Par

Fabien Binacchi

Publié le

9 sept. 2025 à 17h28

Des requins bleus qui s’approchent du bord et des baigneurs dans les calanques, « ce n’est pas étonnant », des raies pastenagues, venimeuses, tout proche des plages de Marseille, « aussi », mais les Mobula désorientées qui viennent s’échouer, « je n’avais encore jamais vu ça ». Nicolas Ziani, directeur scientifique du Groupe phocéen d’étude des requins dresse, pour actu Marseille, le bilan d’un été aussi riche en observations sur le littoral qu’inquiétant. Le spécialiste craint que les canicules marines, qui risquent d’être de plus en plus fréquentes en Méditerranéen, n’aient un véritable impact sur la mortalité de la faune.

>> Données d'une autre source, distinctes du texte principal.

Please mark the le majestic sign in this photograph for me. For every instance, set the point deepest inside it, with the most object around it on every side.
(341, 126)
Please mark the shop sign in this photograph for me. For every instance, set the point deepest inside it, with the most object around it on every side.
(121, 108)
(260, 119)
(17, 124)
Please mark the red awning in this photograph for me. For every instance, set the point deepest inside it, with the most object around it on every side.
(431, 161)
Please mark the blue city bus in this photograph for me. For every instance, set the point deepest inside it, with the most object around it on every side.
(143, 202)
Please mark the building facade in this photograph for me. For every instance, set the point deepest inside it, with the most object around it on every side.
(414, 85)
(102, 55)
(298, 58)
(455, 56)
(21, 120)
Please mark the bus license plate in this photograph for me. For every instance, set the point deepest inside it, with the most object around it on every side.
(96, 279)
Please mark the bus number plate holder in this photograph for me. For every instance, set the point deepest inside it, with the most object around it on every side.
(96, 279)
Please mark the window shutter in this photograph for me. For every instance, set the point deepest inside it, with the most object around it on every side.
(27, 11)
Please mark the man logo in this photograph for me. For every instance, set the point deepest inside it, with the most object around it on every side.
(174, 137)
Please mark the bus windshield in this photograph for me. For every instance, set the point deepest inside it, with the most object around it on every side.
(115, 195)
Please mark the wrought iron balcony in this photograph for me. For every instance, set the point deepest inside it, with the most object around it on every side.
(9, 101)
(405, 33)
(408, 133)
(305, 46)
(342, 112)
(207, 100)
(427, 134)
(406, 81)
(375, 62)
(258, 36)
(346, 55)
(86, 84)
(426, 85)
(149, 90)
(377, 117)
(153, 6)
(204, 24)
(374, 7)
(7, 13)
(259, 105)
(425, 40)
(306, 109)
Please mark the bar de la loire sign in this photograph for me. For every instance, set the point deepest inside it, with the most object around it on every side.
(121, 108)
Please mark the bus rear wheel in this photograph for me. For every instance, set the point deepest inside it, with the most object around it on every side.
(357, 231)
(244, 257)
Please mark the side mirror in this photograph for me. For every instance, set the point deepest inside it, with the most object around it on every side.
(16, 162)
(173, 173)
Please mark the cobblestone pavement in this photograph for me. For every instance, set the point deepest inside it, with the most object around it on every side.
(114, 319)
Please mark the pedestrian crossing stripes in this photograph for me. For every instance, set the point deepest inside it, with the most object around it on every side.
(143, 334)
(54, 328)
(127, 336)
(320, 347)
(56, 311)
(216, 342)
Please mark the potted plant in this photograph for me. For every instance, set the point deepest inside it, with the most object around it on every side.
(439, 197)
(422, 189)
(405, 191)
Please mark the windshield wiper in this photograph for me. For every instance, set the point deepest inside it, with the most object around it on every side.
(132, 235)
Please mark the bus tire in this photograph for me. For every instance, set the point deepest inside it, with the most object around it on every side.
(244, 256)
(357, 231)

Des apparitions habituelles et d’autres pas

Les Marseillais et les touristes ont passé un été « au contact ». À de nombreuses reprises, ils ont pu observer des spécimens tout près des plages, fermées d’urgence pour protéger les baigneurs, mais surtout cette faune, fragile.

Les voir là est-il exceptionnel ? « Un requin bleu en bord de côté », comme à Sormiou mi-août, « ça arrive lorsqu’ils suivent des proies et c’est sans danger », « des Pastenagues qui s’approchentce n’est pas non plus inhabituel », attaque Nicolas Ziani, qui étudie ces Chondrichtyens, les poissons cartilagineux, depuis des années.

Ce qui inquiète le spécialiste en revanche, ce sont les apparitions répétées de raies Mobula, en perdition. Cet immense et majestueux poisson, aussi impressionnant qu’inoffensif pour l’homme, peut mesurer jusqu’à 5m de diamètre. « C’est une espèce typique de nos eaux, mais qui n’a rien à faire en bord de plage comme on a pu l’observer », relève-t-il.

Échouages et décès

Le 8 août, un très grand spécimen du Diable de la mer Méditerranée, comme Mobula mobular est surnommé, a été sauvé de l’échouage. La police municipale et des marins pompiers avaient dû mouiller le maillot (et la combi) pour le ramener vers le large. « L’animal était coincé dans des rochers », expliquaient les secours à actu Marseille.

« Elle était désorientée » indiquait également l’adjoint au maire Hervé Menchon, délégué à la mer. Les plongeurs avaient dû s’y reprendre « à plusieurs reprises ».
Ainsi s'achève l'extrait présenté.